PYONGYANG: Turnout in North Korea’s single-candidate elections hit 99.99 per cent this year, state media said on Tuesday — up from a seemingly unimprovable 99.97 per cent the last time they were held.
With participation figures that Western democracies would never achieve, millions of North Koreans head to nationwide polls every five years to elect the rubber-stamp legislature known as the Supreme People’s Assembly.
But with only one approved name on each voting slip in the isolated country, which is ruled with an iron grip by Kim Jong Un’s Workers’ Party, the result is never in doubt.
This year’s turnout fell just short of 100 per cent as those “abroad or working in oceans” were unable to take part, the North’s official KCNA news agency reported.
Like in 2014, results for the nationwide election held at the weekend came in 100 per cent in favour of all named candidates.
“All the electors participated as one in the election to cement our people’s power as firm as a rock,” KCNA said, citing a report released by the Central Election Committee.

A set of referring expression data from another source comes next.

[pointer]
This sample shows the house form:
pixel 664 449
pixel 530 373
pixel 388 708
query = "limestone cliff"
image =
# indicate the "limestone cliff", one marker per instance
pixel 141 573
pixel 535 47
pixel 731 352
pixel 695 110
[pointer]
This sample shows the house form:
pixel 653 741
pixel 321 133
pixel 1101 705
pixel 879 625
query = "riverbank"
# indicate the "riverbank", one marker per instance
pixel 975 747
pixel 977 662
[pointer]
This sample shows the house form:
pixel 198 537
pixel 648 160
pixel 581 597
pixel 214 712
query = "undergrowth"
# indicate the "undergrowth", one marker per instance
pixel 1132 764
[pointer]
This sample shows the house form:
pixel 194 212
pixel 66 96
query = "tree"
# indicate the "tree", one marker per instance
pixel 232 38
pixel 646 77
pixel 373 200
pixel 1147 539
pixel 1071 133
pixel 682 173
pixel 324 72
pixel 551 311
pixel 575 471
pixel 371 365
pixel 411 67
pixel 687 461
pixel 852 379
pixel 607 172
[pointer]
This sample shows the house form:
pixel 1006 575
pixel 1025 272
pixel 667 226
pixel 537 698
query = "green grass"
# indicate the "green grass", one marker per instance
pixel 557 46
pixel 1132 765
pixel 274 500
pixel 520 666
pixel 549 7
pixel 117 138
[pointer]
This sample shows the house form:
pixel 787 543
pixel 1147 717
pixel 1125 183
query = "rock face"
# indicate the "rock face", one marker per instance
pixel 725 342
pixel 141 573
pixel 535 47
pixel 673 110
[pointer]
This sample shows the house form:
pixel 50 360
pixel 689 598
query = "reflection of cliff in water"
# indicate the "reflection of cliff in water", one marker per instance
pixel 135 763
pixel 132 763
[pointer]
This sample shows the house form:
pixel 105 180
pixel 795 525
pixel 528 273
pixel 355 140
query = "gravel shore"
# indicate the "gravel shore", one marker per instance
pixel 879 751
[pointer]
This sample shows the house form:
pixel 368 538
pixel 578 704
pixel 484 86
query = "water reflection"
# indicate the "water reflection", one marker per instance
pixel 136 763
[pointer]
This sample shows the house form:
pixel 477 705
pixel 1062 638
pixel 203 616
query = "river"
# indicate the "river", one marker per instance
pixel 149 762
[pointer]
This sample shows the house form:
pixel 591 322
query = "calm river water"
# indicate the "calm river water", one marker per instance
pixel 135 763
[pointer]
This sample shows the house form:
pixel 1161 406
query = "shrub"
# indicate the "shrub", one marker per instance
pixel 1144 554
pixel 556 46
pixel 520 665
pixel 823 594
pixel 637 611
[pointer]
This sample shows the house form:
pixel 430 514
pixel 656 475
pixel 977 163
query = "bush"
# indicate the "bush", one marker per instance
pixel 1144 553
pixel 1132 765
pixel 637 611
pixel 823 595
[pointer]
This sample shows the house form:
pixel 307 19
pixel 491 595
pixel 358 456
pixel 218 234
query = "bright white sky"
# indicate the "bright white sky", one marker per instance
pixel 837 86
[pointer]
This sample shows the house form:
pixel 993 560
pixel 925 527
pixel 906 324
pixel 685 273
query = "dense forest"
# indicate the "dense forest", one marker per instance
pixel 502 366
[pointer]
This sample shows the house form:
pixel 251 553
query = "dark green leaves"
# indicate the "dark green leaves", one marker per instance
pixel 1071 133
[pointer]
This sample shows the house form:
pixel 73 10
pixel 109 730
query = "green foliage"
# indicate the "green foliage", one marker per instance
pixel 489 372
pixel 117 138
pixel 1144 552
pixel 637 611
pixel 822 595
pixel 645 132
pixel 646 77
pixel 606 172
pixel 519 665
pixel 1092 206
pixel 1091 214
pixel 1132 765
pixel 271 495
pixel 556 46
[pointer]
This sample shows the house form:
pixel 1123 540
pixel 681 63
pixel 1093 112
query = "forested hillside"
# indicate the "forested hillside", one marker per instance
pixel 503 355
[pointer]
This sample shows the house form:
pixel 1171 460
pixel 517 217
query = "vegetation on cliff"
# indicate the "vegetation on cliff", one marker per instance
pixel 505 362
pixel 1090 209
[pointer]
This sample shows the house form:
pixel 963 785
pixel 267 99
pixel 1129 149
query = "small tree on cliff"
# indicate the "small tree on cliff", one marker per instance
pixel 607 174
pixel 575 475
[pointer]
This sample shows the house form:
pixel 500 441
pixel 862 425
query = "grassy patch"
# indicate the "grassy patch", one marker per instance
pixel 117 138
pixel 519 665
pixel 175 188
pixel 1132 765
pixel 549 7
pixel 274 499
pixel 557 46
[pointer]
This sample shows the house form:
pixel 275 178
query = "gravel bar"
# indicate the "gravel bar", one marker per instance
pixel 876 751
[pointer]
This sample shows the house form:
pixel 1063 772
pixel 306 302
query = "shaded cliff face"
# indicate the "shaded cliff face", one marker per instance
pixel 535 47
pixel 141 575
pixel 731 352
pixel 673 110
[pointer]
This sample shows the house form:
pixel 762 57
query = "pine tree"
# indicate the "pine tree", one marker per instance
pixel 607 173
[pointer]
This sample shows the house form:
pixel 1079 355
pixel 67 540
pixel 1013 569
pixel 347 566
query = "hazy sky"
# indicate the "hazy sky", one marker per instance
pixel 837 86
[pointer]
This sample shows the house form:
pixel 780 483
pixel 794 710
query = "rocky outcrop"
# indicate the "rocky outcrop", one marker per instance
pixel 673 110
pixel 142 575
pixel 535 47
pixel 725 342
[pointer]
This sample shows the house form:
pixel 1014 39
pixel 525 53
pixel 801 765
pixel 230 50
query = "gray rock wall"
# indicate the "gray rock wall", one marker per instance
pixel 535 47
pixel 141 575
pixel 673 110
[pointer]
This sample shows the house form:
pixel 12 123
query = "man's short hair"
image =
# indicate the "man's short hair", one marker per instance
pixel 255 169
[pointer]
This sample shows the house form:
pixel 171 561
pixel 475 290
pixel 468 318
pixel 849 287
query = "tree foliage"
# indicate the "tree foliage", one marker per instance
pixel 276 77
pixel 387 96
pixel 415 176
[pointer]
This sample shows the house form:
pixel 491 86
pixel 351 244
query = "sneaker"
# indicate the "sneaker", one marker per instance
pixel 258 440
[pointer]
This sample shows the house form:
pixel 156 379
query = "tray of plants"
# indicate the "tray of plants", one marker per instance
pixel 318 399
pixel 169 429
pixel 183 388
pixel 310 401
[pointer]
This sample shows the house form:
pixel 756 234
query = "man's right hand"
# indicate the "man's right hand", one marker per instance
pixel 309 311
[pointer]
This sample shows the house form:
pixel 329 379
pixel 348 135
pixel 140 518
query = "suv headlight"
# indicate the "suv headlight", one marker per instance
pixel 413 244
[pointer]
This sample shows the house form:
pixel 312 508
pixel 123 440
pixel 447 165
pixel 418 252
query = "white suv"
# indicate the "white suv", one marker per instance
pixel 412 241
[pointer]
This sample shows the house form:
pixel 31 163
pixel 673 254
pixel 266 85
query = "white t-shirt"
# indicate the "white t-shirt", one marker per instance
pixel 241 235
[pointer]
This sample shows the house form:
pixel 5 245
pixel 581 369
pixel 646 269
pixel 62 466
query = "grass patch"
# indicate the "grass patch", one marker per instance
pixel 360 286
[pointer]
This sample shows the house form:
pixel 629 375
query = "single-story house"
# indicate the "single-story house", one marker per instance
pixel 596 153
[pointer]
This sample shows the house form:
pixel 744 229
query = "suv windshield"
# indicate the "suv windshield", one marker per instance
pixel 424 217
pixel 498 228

“One hundred per cent of them cast their ballots for the candidates for deputies to the SPA registered in relevant constituencies,” it added.
A detailed list of the 687 candidates was not immediately available.
But leader Kim’s younger sister and close aide Kim Yo Jong was among the newly elected according to the South’s Yonhap news agency, citing Pyongyang state media.
Critics say the North’s election — with its total absence of electoral competition — is largely a political rite for enabling the authorities to claim a mandate from the people while reinforcing loyalty to the government and social unity.